Lack of Cohesion of Methods: What Is This And Why Should You Care?

Lack of cohesion of methods (sometimes abbreviated LCOM) is one of those things that occurs fairly high up on the software hierarchy of needs.  What’s the “software hierarchy of needs?”  It’s a thing that I just made up, shamelessly copying Maslow’s Hierarchy of Needs.  (Though in a quick search to see how effectively I’ve planted this flag, I see that Scott Hanselman had the idea before me.  But mine looks a little different than his because I’m talking about the software, rather than the humans writing it.)

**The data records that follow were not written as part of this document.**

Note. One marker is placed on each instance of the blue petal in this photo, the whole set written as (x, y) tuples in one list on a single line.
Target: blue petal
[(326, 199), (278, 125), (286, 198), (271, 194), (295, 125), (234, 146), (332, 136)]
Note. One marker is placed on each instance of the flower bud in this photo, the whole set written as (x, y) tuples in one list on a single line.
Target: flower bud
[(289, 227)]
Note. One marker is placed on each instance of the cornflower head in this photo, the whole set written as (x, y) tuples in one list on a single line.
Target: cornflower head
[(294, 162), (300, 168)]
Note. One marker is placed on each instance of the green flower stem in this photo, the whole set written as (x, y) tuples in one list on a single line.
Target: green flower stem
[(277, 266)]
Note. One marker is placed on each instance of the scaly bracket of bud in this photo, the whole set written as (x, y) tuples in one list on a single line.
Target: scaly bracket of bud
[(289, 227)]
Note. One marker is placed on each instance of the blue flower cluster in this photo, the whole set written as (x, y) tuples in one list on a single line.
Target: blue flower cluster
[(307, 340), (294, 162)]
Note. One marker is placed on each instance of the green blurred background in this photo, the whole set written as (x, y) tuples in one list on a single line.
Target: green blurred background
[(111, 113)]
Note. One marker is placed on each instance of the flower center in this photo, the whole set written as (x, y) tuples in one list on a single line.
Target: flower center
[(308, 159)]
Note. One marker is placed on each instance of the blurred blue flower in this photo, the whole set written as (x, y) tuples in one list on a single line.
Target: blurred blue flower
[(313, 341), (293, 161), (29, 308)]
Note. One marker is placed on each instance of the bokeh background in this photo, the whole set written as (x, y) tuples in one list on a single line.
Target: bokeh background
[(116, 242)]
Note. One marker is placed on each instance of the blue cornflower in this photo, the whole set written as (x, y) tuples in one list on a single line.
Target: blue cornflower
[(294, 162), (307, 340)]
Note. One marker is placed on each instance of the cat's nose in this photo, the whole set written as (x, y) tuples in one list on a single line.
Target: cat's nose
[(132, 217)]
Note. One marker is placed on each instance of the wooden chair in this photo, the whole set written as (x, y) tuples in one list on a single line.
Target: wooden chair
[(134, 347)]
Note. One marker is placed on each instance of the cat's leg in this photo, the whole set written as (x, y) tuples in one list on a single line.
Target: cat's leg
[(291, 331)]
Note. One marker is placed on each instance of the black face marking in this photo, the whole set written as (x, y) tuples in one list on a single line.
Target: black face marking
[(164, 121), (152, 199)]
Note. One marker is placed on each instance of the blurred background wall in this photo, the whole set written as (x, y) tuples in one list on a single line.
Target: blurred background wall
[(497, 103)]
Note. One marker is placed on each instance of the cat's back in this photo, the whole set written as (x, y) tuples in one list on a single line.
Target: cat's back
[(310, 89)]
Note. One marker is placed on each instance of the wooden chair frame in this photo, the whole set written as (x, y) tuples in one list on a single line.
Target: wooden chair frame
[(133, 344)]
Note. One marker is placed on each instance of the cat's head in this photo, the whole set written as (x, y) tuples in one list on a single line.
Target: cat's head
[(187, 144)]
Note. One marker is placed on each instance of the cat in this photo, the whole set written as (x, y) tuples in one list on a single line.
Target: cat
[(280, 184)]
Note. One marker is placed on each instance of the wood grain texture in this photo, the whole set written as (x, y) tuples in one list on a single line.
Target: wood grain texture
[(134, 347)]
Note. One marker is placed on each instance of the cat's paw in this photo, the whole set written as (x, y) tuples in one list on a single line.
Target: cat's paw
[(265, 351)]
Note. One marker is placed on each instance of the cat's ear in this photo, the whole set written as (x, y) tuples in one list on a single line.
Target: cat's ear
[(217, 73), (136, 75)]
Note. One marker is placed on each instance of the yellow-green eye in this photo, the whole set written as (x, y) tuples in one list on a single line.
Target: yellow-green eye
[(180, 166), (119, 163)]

Anyway, here’s the hierarchy.

  • The cost of change stays relatively flat because the software is highly maintainable.
  • You can change it over time in response to evolving requirements and market realities.
  • It performs and behaves acceptably in production.
  • Technically, it fulfills the functional requirements and user value proposition.
  • It simply exists in production.

The software hierarchy of needs.

When it comes to something like lack of cohesion of methods, you’re talking about the top two categories.  Early in your career, you’ll tend to have worries like just wheezing past the finish line with a feature and like getting your code to do what you want it to.  With practice and time, you then start worrying about non-functional concerns and maintainability.  And when you start worrying about that, you should start paying attention to lack of cohesion of methods (among other things).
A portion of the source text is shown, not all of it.